The MSCI North America Index of 702 companies has rallied 2 percent since the end of 2009, after taking into account price swings, the most among 19 regional and global equity benchmarks, according to the Bloomberg Riskless Return Ranking. Volatility in the U.S. and Canada declined by 38 percent from the previous three years as equities recovered from the worst bear market since the Great Depression.
North American stocks have provided more stable returns as Europe's debt crisis and inflation concerns in emerging markets prompted investors to seek safety in U.S. corporations. Fed Chairman Ben S. Bernanke's focus on lowering the unemployment rate has helped speed the U.S. recovery, as the central bank took unprecedented measures to stimulate growth before its counterparts in other regions.
"When we fell off the edge in '09, our policymakers didn't hesitate in turning on the monetary spigots to full," Paul Attwood, who helps oversee $14.7 billion at Huntington Asset Advisors in Cincinnati, said by telephone. "European counterparts were hesitant to do the same," he said. "In the emerging markets, they were tightening policy up until about 12 months ago. That's not an equity-friendly environment."

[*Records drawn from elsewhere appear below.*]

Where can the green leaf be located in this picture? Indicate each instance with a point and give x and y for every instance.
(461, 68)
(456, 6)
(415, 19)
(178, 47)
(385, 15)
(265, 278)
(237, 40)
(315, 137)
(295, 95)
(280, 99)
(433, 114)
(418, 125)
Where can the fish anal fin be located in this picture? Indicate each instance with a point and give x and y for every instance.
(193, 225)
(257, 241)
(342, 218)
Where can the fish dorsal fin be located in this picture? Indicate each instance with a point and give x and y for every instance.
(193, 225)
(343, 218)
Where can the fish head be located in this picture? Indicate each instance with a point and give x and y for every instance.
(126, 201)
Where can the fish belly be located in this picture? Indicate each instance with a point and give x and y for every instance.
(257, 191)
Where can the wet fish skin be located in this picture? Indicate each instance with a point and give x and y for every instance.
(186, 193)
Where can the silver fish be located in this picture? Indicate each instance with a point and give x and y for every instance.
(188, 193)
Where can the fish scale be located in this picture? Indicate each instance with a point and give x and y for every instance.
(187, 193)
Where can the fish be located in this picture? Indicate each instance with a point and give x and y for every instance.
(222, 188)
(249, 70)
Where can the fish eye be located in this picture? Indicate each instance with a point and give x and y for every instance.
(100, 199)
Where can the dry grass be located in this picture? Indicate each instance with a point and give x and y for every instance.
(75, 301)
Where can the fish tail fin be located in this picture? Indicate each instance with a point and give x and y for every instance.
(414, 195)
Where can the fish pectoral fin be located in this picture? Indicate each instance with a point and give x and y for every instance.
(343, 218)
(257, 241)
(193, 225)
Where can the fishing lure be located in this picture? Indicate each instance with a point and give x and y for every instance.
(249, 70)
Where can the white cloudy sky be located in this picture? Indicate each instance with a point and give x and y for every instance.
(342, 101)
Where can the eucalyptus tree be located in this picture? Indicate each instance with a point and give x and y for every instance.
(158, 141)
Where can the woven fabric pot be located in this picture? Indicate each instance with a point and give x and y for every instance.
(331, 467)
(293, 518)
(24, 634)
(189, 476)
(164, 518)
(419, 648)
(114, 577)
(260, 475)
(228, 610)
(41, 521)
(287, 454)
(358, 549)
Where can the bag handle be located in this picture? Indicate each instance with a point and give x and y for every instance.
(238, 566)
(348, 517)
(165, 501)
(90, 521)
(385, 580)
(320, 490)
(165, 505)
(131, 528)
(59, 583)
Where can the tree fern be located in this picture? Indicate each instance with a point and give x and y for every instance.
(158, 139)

The risk-adjusted return, which isn't annualized, is calculated by dividing total return by volatility, or the degree of daily price variation, and gives a measure of performance per unit of risk. Higher volatility means the price of an asset can swing dramatically in a short period, increasing the potential for unexpected losses.
U.S. stocks led by Apple Inc., Exxon Mobil Corp. and General Electric Co. make up about 91 percent of the MSCI North America Index, with Royal Bank of Canada, Toronto-Dominion Bank and Bank of Nova Scotia representing the biggest Canadian companies in the gauge.

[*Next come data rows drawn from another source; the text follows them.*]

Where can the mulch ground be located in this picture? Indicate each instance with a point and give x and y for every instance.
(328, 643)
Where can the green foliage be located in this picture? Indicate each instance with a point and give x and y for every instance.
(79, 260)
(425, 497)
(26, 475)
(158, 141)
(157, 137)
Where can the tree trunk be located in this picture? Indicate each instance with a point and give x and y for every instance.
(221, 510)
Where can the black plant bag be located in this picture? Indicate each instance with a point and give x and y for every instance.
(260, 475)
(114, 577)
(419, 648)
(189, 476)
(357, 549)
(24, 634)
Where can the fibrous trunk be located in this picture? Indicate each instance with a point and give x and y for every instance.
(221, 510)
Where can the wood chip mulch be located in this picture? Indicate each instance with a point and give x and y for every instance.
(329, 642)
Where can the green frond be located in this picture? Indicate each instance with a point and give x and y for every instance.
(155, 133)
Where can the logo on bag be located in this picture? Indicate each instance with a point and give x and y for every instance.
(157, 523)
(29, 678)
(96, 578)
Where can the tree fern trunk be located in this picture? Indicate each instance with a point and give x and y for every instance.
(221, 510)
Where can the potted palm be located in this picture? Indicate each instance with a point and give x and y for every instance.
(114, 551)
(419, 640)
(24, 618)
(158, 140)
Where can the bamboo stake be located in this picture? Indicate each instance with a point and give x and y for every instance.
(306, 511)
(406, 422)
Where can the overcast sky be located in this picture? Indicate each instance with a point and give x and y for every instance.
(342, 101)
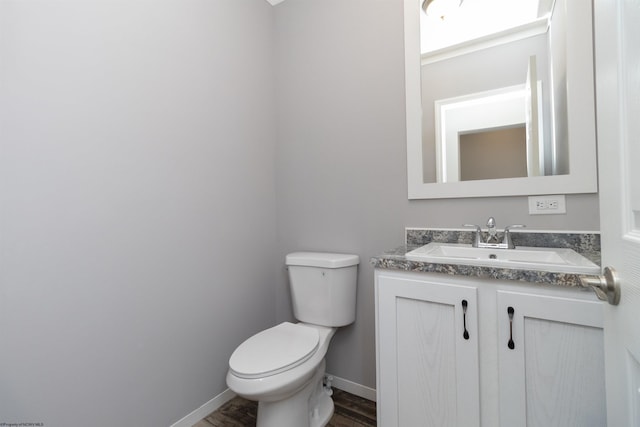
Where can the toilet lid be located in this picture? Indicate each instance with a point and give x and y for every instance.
(274, 350)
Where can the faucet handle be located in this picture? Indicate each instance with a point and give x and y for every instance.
(477, 239)
(506, 239)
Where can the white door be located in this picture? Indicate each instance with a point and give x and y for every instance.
(617, 38)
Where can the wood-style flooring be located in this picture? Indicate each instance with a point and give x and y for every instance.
(350, 411)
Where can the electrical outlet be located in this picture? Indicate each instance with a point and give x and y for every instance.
(547, 205)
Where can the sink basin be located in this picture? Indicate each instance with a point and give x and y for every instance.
(555, 260)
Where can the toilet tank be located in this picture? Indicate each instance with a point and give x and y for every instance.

The MSCI World Index, which tracks stocks across all 24 developed market countries, had the second-biggest risk-adjusted return since the end of 2009, climbing 1.4 percent. The MSCI BRIC Index was the worst-performing measure out of 19, falling 0.6 percent after taking into account price fluctuations. The index lost 12 percent of its value before adjusting for a volatility that was higher than that of North America's.
Slowing economic growth in 2007 coupled with a slump in the U.S. housing market pushed the Fed to embrace easy monetary policy faster than other central banks. Bernanke has left the Fed's benchmark rate in a range of zero to 0.25 percent since December 2008 and the Fed's dual mandate of price stability and maximum employment has prompted the U.S. central bank to conduct record bond purchases. The Bank of Canada dropped its target rate to as low as 0.25 percent in 2009 and has left it at 1 percent since September 2010.

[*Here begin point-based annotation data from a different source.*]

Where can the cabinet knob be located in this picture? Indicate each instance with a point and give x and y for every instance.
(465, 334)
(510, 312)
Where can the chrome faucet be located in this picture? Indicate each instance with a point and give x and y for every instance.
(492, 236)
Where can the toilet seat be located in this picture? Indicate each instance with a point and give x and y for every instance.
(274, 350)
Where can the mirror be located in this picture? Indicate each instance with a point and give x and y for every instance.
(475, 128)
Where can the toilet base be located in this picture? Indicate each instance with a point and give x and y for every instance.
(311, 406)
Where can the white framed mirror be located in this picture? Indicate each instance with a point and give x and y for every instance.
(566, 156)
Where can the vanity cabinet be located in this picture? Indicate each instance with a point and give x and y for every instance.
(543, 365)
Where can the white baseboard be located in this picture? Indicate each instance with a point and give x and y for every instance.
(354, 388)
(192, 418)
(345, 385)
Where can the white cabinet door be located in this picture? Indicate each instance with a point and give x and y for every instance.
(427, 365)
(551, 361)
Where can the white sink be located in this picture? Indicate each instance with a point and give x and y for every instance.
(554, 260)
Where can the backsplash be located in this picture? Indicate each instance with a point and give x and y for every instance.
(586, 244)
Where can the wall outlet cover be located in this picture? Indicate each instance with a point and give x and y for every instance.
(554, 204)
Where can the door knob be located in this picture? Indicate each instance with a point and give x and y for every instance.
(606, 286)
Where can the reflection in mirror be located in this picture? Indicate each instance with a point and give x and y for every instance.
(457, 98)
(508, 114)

The European Central Bank did not begin cutting its benchmark rate until October 2008. ECB President Mario Draghi has lowered the rate three times to 0.75 percent since assuming office November last year. European growth has been further crimped by German Chancellor Angela Merkel's austerity-first policy toward indebted euro nations in exchange for rescue funds.
The threat of inflation prevented emerging-market central bankers from keeping interest rates at lows. The People's Bank of China began reducing rates in September 2008 and raised them from 2010 through July last year. Since then, China's central bank has cut its benchmark rate twice this year to 6 percent.